Il était mort sans laisser de testament, et, lors même qu’il en eût fait un, il n’avait à léguer aucunes propriétés personnelles, la fortune qui lui venait de sa femme ayant été complètement absorbée par ses créanciers. L’héritier du domaine (sir Percival étant mort sans postérité) était le fils du plus proche cousin de sir Félix Glyde ; — un officier de marine, commandant un des navires de la compagnie des Indes. Il devait s’attendre à trouver fort chargée de dettes cette succession inattendue ; mais, avec de la patience et de l’ordre, le domaine finirait par s’acquitter, et le « capitaine », en s’y prenant bien, pourrait encore se trouver riche avant de mourir.

Si absorbé que je fusse par l’idée de mon retour à Londres, ce renseignement (que la suite des événements me prouva être d’une exactitude parfaite) avait en lui-même de quoi fixer mon attention. Il légitimait, à mes yeux, le secret que je voulais garder sur la découverte de la fraude commise par sir Percival. L’héritier dont il avait usurpé les droits était le même qui allait entrer en possession du domaine. Les revenus de cette belle terre qui, depuis vingt-trois ans, auraient dû en bonne justice lui échoir, et que le défunt avait dévorés jusqu’au dernier farthing, étaient désormais parfaitement irrecouvrables. Si je parlais, mes révélations ne porteraient profit à personne. Si je gardais le secret, mon silence protégerait la réputation de l’homme qui avait frauduleusement déterminé miss Fairlie à l’épouser. Or, pour elle, je souhaitais que cette réputation restât intacte ; pour elle encore je me crois tenu de raconter cette histoire sous des noms déguisés.

Je me séparai, à Knowlesbury, du compagnon que le hasard m’avait donné ; sans aucun retard, je me rendis à la maison de ville. Ainsi que je l’avais présupposé, personne n’était là pour suivre l’accusation portée contre moi, et, quand les formalités d’usage eurent été remplies, je fus renvoyé de la plainte.

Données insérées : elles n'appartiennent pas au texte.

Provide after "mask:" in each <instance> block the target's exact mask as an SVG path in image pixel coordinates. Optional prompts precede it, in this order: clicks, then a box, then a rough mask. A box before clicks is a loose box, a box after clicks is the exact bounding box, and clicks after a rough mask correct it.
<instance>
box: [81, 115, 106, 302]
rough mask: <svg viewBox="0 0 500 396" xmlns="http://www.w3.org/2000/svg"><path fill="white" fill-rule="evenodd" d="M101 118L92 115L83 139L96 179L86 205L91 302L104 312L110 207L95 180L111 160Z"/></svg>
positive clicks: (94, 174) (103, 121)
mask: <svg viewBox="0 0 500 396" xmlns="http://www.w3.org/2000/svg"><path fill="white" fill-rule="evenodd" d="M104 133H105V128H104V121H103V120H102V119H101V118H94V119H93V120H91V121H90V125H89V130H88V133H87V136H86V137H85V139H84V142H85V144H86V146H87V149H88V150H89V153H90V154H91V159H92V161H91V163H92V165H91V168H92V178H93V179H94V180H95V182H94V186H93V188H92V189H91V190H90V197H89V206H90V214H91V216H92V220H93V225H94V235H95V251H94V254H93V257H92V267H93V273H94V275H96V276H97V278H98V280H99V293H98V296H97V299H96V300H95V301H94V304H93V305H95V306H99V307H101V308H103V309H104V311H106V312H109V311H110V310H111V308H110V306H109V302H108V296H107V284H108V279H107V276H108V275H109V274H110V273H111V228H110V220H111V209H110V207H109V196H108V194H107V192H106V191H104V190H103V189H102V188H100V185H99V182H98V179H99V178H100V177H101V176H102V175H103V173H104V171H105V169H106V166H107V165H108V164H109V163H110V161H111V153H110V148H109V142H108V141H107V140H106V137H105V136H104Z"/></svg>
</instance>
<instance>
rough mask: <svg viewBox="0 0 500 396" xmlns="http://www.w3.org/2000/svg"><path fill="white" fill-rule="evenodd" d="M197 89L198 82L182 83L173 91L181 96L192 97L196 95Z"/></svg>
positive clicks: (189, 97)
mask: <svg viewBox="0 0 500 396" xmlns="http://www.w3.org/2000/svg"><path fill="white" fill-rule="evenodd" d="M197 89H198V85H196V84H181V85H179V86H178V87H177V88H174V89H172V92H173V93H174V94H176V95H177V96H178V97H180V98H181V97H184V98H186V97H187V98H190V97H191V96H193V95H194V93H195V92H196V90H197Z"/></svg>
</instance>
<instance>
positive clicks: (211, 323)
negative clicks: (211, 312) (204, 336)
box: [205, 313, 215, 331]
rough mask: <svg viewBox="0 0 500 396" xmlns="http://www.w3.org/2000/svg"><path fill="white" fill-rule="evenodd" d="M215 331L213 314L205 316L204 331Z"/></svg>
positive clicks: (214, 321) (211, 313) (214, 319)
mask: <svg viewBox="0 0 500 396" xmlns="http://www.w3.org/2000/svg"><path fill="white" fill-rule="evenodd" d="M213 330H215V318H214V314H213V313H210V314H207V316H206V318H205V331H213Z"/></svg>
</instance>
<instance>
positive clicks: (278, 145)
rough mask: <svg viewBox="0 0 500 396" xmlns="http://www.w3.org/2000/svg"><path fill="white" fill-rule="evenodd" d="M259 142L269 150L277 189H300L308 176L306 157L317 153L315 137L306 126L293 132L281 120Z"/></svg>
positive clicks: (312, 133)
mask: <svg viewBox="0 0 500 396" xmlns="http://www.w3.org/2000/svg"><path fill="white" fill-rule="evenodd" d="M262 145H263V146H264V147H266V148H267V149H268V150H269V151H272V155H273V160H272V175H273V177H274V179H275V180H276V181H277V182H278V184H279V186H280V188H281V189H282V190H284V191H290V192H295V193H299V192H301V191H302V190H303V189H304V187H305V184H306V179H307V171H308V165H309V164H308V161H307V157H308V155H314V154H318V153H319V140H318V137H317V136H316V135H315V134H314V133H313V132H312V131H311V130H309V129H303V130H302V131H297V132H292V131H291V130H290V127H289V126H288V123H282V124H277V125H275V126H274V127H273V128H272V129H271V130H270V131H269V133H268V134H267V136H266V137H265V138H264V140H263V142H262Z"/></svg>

Au sortir du tribunal, on me remit une lettre de M. Dawson. Elle m’annonçait qu’il avait dû s’absenter pour raisons professionnelles, et me renouvelait son offre de m’assister en toutes choses, autant qu’il serait en lui. Je lui répondis pour lui témoigner la reconnaissance que m’inspiraient toutes ses bontés, et pour m’excuser de ne pas lui porter moi-même mes remerciements, attendu les pressantes affaires qui me rappelaient dans la capitale.

Une demi-heure après, je partais pour Londres en toute hâte par le train express.